Diskusi ini dibuka dengan penekanan pentingnya prinsip 3E: efektifitas, efisiensi, dan keadilan. Dalam konteks REDD+ (Reducing Emissions from Deforestation and Forest Degradation), tujuan utama adalah memastikan bahwa manfaat yang dihasilkan dapat dinikmati oleh semua pihak, terutama masyarakat yang secara langsung bergantung pada hutan. Para peserta menggarisbawahi bahwa keberhasilan program ini tidak hanya diukur dari pengurangan emisi, tetapi juga dari sejauh mana program tersebut memberikan dampak positif bagi kehidupan masyarakat lokal.
Salah satu topik penting yang dibahas adalah mekanisme penyaluran dana. Peserta diskusi sepakat bahwa diperlukan pembahasan mendalam mengenai mekanisme bankeu provinsi yang akan digunakan untuk menyalurkan dana ke desa dan kelompok masyarakat. Selain itu, pentingnya alokasi melalui Anggaran Pendapatan dan Belanja Daerah (APBD) Kabupaten/Kota juga disoroti agar manfaat tersebut dapat menjangkau kelurahan secara lebih langsung dan efisien.
Namun, terdapat tantangan nyata dalam penyaluran manfaat yang telah dirasakan oleh lembaga masyarakat atau lemtara. Banyak peserta mengeluhkan lambannya proses administrasi yang diakibatkan oleh rendahnya kapasitas pelaksana lemtara. Hal ini berimbas pada berkurangnya alokasi manfaat yang diterima oleh desa, kelurahan, dan kelompok masyarakat. Oleh karena itu, diskusi mengarah pada perlunya perbaikan sistem dan prosedur agar penyaluran manfaat bisa dilakukan lebih cepat dan tepat sasaran.

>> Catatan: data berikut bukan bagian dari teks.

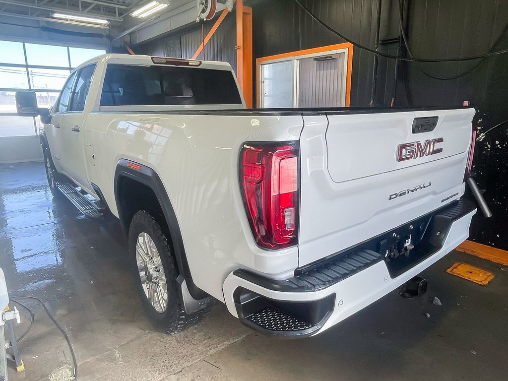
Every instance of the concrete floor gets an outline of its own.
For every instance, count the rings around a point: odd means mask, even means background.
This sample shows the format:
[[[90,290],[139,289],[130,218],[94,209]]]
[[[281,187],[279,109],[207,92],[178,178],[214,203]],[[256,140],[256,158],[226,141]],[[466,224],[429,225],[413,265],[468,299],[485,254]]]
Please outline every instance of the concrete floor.
[[[69,333],[79,380],[500,380],[508,374],[508,269],[454,252],[423,275],[424,297],[395,291],[316,337],[270,339],[221,304],[176,336],[145,318],[117,221],[53,201],[42,163],[0,166],[0,266],[11,296],[44,300]],[[487,287],[447,274],[456,262],[494,273]],[[442,305],[432,304],[437,296]],[[37,304],[11,380],[65,379],[60,332]],[[429,318],[425,313],[430,314]],[[23,322],[18,334],[29,321]],[[12,368],[12,367],[11,367]]]

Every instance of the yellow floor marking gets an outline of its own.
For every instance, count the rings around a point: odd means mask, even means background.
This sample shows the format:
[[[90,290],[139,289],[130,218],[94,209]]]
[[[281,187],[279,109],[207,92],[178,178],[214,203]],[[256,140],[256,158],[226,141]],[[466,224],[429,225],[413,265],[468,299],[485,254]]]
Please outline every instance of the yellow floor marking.
[[[508,251],[472,241],[464,241],[456,249],[492,262],[508,266]]]
[[[490,271],[462,262],[455,263],[446,272],[482,285],[494,279],[494,274]]]

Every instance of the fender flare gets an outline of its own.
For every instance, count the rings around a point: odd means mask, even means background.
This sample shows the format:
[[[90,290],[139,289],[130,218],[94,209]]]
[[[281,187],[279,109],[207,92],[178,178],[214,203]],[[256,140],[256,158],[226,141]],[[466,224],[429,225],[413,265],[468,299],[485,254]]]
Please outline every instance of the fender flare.
[[[115,170],[114,190],[115,202],[116,203],[117,210],[120,221],[123,225],[123,218],[120,205],[119,189],[118,185],[119,180],[122,177],[125,177],[148,186],[155,194],[159,204],[162,208],[163,213],[164,214],[168,228],[169,229],[169,233],[171,236],[173,251],[176,259],[176,264],[178,267],[178,271],[180,275],[183,275],[185,278],[189,293],[191,296],[197,300],[207,297],[208,294],[196,285],[193,281],[190,269],[189,267],[185,248],[183,246],[181,232],[180,231],[178,220],[176,218],[176,214],[175,213],[175,210],[161,178],[159,177],[158,175],[155,171],[149,167],[136,163],[141,167],[141,169],[137,170],[128,167],[128,163],[135,162],[132,160],[120,159],[118,161]],[[129,232],[128,226],[123,226],[123,228],[125,232]]]

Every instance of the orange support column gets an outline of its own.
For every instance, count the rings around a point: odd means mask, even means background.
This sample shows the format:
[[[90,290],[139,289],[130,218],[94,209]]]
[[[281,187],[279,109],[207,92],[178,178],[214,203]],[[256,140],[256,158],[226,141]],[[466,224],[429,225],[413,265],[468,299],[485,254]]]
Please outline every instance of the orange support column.
[[[236,2],[236,76],[247,107],[252,107],[252,10]]]

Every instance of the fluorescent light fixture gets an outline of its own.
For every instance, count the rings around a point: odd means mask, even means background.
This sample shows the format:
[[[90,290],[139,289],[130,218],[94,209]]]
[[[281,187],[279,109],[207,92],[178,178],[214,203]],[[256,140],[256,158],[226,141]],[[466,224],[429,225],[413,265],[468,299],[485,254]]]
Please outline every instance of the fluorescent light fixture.
[[[75,16],[74,15],[66,15],[63,13],[53,13],[51,15],[55,18],[62,19],[62,20],[73,20],[76,21],[81,21],[82,22],[89,22],[91,24],[99,24],[100,25],[107,25],[109,21],[107,20],[103,20],[100,18],[93,18],[93,17],[85,17],[83,16]]]
[[[169,2],[168,2],[167,4],[161,4],[158,2],[150,2],[147,4],[143,6],[139,9],[134,11],[134,12],[131,14],[131,16],[133,17],[143,18],[164,9],[169,5]]]

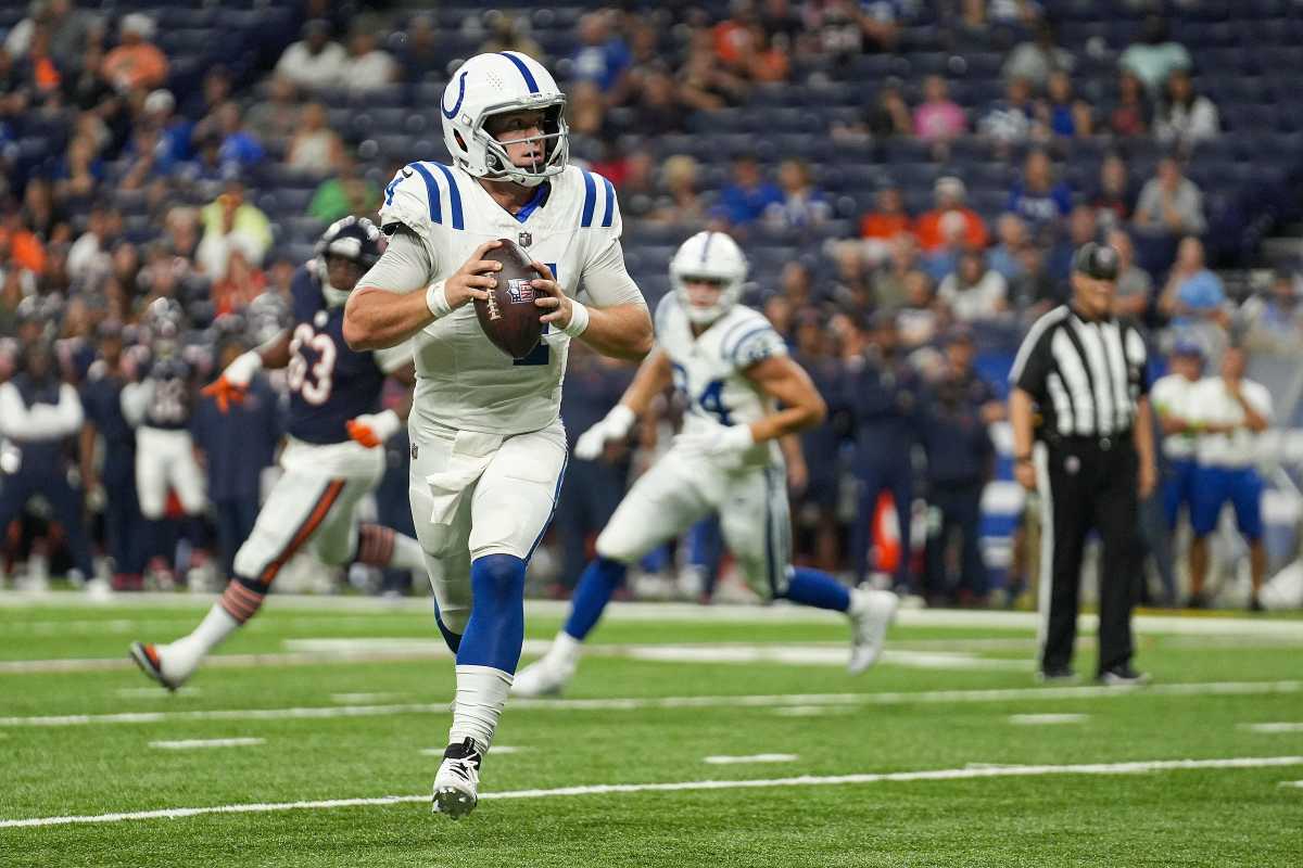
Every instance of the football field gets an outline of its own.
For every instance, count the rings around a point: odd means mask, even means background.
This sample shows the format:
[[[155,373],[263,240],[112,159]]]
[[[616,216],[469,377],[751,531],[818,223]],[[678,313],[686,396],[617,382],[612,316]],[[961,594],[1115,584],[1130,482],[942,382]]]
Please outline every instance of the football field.
[[[207,603],[0,596],[0,864],[1303,864],[1299,619],[1143,617],[1127,690],[1037,685],[1022,613],[902,612],[850,678],[822,613],[615,605],[452,822],[427,601],[272,599],[169,695],[126,645]]]

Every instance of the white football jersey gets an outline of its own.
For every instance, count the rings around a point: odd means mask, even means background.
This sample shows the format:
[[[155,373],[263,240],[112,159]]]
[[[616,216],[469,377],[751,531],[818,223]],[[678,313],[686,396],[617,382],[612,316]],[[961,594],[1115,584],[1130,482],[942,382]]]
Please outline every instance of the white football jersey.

Dalam rangka meningkatkan efektivitas dan efisiensi administrasi, diusulkan agar dalam menyusun rencana kegiatan (proposal), tidak perlu melakukan musyawarah ulang. Sebab, masyarakat sudah melakukan musyawarah perencanaan pembangunan desa (musrenbangdes) yang melibatkan berbagai pemangku kepentingan. Ini diharapkan bisa mempercepat proses dan mengurangi beban administrasi yang seringkali menjadi kendala.
Tak kalah penting, diskusi juga membahas rencana penyelesaian Indigenous People Plan (IPP) yang akan dilakukan bersama tim World Bank dan Tim Ahli FCPF Provinsi Kalimantan Timur. Meski waktu pastinya masih akan dibahas lebih lanjut oleh Mr. Sathosi dan Tim Project Management Unit (PMU), keberadaan rencana ini menunjukkan komitmen terhadap keterlibatan masyarakat adat dalam proses pengurangan emisi.